In [19]:
!pip install -q pandas numpy sentence-transformers faiss-cpu nltk scikit-learn

In [20]:
import json
import numpy as np
import pandas as pd
import faiss
import nltk
from sentence_transformers import SentenceTransformer
from nltk.sentiment import SentimentIntensityAnalyzer

nltk.download('vader_lexicon')
sia = SentimentIntensityAnalyzer()

[nltk_data] Downloading package vader_lexicon to
[nltk_data]     C:\Users\user\AppData\Roaming\nltk_data...
[nltk_data]   Package vader_lexicon is already up-to-date!


In [21]:
with open("Conversational_Transcript_Dataset.json") as f:
    data = json.load(f)

print("Total transcripts:", len(data["transcripts"]))

Total transcripts: 5037


In [22]:
records = []

for t in data["transcripts"]:
    text = ""
    for turn in t["conversation"]:
        text += f"{turn['speaker']}: {turn['text']} "

    records.append({
        "transcript_id": t["transcript_id"],
        "intent": t["intent"],
        "text": text
    })

df = pd.DataFrame(records)
df.head()

Unnamed: 0,transcript_id,intent,text
0,6794-8660-4606-3216,Delivery Investigation,"Agent: Hello, thank you for contacting BuyNow...."
1,7034-5430-2980-5483,Escalation - Repeated Service Failures,Agent: Thank you for calling MedicalGroup.

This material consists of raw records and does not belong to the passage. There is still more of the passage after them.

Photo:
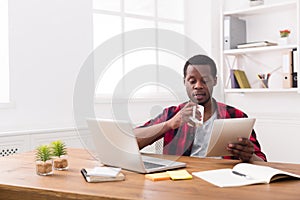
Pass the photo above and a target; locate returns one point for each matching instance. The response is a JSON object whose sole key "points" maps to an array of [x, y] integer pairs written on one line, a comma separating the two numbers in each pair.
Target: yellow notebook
{"points": [[179, 175]]}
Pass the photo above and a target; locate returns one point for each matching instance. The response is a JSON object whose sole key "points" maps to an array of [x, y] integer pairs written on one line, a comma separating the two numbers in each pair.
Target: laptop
{"points": [[225, 131], [116, 145]]}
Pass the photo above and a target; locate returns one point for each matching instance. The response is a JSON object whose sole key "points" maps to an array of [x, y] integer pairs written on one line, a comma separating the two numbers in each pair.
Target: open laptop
{"points": [[116, 145], [225, 131]]}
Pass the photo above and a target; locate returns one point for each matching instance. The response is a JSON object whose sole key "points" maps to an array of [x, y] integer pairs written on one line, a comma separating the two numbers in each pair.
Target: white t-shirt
{"points": [[202, 136]]}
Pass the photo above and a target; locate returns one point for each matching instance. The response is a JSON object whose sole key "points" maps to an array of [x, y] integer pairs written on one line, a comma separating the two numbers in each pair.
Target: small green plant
{"points": [[58, 148], [43, 153]]}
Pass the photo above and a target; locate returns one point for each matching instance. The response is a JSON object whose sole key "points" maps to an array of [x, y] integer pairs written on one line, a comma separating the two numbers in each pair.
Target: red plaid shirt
{"points": [[180, 141]]}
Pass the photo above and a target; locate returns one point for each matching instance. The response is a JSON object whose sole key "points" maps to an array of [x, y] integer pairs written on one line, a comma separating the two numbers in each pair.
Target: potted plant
{"points": [[44, 164], [59, 152]]}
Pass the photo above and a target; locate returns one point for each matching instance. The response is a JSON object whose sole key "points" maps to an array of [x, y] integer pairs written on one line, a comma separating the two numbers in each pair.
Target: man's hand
{"points": [[183, 116], [242, 149]]}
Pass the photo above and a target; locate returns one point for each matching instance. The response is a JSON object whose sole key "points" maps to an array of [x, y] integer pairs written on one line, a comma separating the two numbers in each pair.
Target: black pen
{"points": [[240, 174]]}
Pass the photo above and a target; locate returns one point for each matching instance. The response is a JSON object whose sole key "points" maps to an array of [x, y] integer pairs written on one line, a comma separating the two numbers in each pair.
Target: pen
{"points": [[240, 174]]}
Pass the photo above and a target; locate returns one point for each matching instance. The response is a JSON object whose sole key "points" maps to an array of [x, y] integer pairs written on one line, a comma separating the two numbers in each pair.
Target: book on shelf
{"points": [[256, 44], [243, 174], [241, 78], [233, 81], [102, 174]]}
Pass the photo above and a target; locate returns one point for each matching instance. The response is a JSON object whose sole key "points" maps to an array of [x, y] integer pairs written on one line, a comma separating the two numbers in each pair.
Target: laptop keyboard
{"points": [[149, 165]]}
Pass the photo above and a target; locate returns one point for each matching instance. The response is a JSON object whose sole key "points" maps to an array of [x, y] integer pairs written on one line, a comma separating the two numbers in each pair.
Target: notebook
{"points": [[116, 145], [225, 131]]}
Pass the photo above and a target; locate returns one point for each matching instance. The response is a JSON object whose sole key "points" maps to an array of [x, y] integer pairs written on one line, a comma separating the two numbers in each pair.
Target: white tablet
{"points": [[225, 131]]}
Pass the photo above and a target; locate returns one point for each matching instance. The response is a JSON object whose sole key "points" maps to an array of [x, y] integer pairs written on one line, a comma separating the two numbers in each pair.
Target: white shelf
{"points": [[262, 90], [259, 49], [263, 9]]}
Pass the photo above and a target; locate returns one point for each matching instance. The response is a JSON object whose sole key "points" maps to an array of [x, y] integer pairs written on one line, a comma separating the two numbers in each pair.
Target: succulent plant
{"points": [[43, 153], [58, 148]]}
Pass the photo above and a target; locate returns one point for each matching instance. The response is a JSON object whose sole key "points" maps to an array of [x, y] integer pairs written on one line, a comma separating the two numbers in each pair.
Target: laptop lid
{"points": [[225, 131], [116, 145]]}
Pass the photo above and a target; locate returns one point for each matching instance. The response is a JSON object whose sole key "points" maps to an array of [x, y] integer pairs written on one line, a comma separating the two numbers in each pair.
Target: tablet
{"points": [[225, 131]]}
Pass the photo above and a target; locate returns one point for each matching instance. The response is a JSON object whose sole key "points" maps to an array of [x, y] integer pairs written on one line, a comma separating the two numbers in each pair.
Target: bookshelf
{"points": [[261, 26]]}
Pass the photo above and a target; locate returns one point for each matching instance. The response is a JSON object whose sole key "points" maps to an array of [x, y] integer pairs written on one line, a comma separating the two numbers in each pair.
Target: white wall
{"points": [[49, 41], [277, 113]]}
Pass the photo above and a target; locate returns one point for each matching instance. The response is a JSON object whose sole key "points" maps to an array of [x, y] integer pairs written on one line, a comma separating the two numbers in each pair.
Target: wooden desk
{"points": [[18, 180]]}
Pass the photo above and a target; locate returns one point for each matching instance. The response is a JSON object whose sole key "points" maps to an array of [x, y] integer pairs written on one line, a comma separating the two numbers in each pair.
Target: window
{"points": [[114, 17], [4, 61]]}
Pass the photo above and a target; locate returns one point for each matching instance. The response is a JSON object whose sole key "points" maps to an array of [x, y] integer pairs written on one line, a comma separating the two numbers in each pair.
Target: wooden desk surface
{"points": [[18, 180]]}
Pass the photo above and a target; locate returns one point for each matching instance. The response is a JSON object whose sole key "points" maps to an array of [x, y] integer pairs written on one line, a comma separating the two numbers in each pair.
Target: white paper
{"points": [[104, 171]]}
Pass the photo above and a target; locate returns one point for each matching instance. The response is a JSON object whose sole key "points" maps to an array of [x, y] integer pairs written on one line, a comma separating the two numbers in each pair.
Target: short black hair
{"points": [[201, 60]]}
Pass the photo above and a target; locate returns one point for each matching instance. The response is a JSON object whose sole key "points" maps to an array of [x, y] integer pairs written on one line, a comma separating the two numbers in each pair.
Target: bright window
{"points": [[111, 18]]}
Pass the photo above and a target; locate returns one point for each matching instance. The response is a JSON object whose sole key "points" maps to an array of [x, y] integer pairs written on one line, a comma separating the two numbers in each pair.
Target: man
{"points": [[174, 124]]}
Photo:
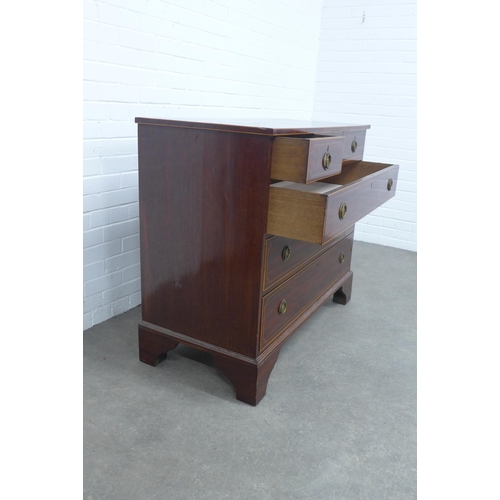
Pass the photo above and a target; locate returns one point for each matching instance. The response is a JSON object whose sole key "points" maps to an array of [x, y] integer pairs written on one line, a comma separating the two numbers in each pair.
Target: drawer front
{"points": [[319, 212], [306, 159], [286, 303], [285, 256], [354, 145]]}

Thi...
2,1846-5500-2990-8975,Fraud Alert Investigation,Agent: Thank you for calling ProtectPlus Fraud...
3,1616-8531-3291-5075,Fraud Alert Investigation,Agent: Thank you for calling SecureBank Fraud ...
4,7441-4348-3458-2384,Account Access Issues,Agent: Thank you for calling DataLink. This is...


In [23]:
model = SentenceTransformer("all-MiniLM-L6-v2")
embeddings = model.encode(df["text"].tolist(), show_progress_bar=True)

Loading weights:   0%|          | 0/103 [00:00<?, ?it/s]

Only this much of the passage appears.